Her head snaps. “The Irish Shannons?”
“Yes.”
She whistles. “Spicy. Mob drama.”
“Potentially bloody,” I say.
“I prefer spicy,” she repeats, undeterred. “And what, pray tell, is our girl’s role in this…culinary melodrama?”
“Be quiet. Be pretty. Be present for the appetizer and then disappear so the men can congratulate each other on how very good they are at rearranging chairs and territory, I guess.”
She narrows her eyes. When Pru gets protective, she does not get quieter. “And why the sudden hustle to appease your benevolent overlords?”
Because I was seen. Because the sanctuaries I pick are made of wood and men and rules I write on my tongue with the one night of freedom that I stole. Because I said yes and meant it and the world wants to turn that into a ledger entry.

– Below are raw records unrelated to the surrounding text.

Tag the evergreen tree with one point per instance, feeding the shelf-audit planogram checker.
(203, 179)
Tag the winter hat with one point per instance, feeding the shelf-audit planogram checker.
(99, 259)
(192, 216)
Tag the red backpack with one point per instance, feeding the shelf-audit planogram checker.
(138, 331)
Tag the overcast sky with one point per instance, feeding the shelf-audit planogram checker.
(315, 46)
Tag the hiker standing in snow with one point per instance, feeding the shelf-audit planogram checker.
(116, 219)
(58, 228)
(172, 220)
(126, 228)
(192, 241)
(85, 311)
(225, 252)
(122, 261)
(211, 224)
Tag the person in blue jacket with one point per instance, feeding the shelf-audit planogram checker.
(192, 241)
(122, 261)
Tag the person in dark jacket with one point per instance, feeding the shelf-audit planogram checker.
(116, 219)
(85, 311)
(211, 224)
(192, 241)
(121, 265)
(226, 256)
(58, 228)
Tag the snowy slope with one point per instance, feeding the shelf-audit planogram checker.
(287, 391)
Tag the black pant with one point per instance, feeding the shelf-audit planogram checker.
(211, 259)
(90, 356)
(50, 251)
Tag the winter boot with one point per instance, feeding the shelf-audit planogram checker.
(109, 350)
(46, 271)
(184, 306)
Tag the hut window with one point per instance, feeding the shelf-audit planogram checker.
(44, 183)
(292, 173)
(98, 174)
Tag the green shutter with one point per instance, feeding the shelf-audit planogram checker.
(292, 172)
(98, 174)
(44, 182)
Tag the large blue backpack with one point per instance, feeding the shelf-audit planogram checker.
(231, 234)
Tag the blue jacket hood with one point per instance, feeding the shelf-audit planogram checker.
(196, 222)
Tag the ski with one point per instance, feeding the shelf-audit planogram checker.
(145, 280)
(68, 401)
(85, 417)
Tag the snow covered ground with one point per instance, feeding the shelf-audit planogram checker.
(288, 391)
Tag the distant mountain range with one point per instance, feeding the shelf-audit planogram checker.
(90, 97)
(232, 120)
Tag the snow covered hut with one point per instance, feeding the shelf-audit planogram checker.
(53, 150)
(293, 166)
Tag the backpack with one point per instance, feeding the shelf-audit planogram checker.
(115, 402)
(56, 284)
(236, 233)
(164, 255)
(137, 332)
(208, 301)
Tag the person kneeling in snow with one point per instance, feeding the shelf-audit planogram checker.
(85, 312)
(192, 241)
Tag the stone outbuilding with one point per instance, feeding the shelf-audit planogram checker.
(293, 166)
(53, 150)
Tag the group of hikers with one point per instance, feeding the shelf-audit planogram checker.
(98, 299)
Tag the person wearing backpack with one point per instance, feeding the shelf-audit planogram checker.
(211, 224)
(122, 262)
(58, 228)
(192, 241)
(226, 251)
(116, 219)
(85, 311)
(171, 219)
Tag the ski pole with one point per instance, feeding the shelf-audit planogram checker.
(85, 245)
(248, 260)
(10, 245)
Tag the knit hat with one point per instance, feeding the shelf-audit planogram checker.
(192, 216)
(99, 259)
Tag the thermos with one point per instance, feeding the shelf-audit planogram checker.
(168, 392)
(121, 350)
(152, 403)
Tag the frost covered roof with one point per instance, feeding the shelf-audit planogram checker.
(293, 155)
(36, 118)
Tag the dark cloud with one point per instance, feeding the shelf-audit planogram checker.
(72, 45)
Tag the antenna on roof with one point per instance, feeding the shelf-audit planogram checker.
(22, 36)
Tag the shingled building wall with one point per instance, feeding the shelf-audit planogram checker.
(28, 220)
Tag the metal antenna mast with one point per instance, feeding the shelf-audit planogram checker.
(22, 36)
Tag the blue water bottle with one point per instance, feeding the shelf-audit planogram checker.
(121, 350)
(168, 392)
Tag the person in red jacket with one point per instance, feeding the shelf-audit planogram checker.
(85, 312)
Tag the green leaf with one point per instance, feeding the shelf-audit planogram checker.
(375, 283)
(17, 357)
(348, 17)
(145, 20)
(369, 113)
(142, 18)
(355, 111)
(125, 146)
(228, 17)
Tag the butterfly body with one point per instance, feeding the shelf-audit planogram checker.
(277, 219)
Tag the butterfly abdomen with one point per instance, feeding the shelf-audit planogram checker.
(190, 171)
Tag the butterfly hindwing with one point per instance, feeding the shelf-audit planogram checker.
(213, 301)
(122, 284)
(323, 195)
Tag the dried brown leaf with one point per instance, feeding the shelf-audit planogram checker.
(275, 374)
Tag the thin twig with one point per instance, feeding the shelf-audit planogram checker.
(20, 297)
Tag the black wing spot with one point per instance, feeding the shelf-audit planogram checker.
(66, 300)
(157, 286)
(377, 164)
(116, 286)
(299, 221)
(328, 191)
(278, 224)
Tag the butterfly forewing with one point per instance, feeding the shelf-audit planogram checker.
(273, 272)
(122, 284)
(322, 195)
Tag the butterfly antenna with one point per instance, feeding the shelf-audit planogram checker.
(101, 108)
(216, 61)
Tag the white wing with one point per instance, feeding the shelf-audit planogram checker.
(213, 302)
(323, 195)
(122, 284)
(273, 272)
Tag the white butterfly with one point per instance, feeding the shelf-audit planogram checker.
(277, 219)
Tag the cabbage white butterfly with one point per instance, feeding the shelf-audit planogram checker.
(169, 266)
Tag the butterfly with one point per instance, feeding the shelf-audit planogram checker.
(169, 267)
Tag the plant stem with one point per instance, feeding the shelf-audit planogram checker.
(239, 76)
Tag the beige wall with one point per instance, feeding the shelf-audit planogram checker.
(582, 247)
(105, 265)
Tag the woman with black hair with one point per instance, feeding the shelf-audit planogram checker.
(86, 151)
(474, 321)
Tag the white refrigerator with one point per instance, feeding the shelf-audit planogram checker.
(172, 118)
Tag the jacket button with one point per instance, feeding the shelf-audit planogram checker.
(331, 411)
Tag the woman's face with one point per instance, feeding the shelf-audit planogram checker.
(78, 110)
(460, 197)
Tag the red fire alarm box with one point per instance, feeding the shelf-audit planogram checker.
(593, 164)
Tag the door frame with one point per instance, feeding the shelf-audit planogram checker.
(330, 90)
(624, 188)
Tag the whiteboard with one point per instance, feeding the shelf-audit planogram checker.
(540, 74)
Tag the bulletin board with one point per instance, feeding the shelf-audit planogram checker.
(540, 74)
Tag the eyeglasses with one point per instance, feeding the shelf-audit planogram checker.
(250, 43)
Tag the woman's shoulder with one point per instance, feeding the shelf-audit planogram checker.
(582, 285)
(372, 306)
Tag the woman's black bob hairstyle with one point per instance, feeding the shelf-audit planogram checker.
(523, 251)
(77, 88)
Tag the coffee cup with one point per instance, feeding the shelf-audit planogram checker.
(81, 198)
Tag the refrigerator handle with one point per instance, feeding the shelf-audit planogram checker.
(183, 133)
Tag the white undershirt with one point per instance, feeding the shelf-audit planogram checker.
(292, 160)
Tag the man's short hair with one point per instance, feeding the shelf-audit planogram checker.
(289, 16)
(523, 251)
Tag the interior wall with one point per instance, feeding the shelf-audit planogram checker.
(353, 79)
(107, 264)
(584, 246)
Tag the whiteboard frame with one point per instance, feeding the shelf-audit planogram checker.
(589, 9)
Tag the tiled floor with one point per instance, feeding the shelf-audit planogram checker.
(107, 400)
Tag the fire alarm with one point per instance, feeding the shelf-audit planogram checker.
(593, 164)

But I don’t say any of that.
I stare at the fog of my own breath, then cut her a look. “St. Brigid’s on Halloween,” I say at last. “They didn’t like that.”
“They?” She leans in like the word is a secret hiding in my collar.
“The Mother. My father.” I swallow. “Nico. The sexton. A camera.”
Pru goes still. With Prudence, still is rarer than profanity. “You were in the church, though…alone?”
“No.”
“Ca-at.” She sings my name like a threat wrapped in delight. “Tell me you were not alone in a church at midnight with a ghost.”
“I was not alone in the church at midnight with a man, not a ghost.”
“The kind with a pulse and hands?” She bounces once on the balls of her feet. “While I was waiting right outside? Oh, my God, tell Auntie Pru everything. I need all of the details, you dirty little devil-angel, you.”
Our food arrives. She hands me a dog loaded with sport peppers, tomato slices, a pickle longer than my attention span. We claim a wobbly table under the strings of lights. Pru watches me like she watches fireworks: ready to cheer and ready to run.
I take a bite to buy a second. The bun surrenders. The mustard makes my nose prickle. “I went to pray,” I say. “And he was…there.”
“A priest?” she asks, gleefully horrified.
“No!”
She fans herself with a napkin. “Well thank God for small not-felonies. Details.”
I set the hot dog down and wipe my fingers very carefully, one by one, like there’s an order to honesty I can respect. “I wanted…something…before I signed it all away,” I say. “He has this thing he does every year on Halloween night.” I hear how that sounds and don’t fix it. “We…met in the confessional.”
She inhales a gasp so big the lights should flicker. “Cat. Caterina. Cat-of-Nine-Crimes.”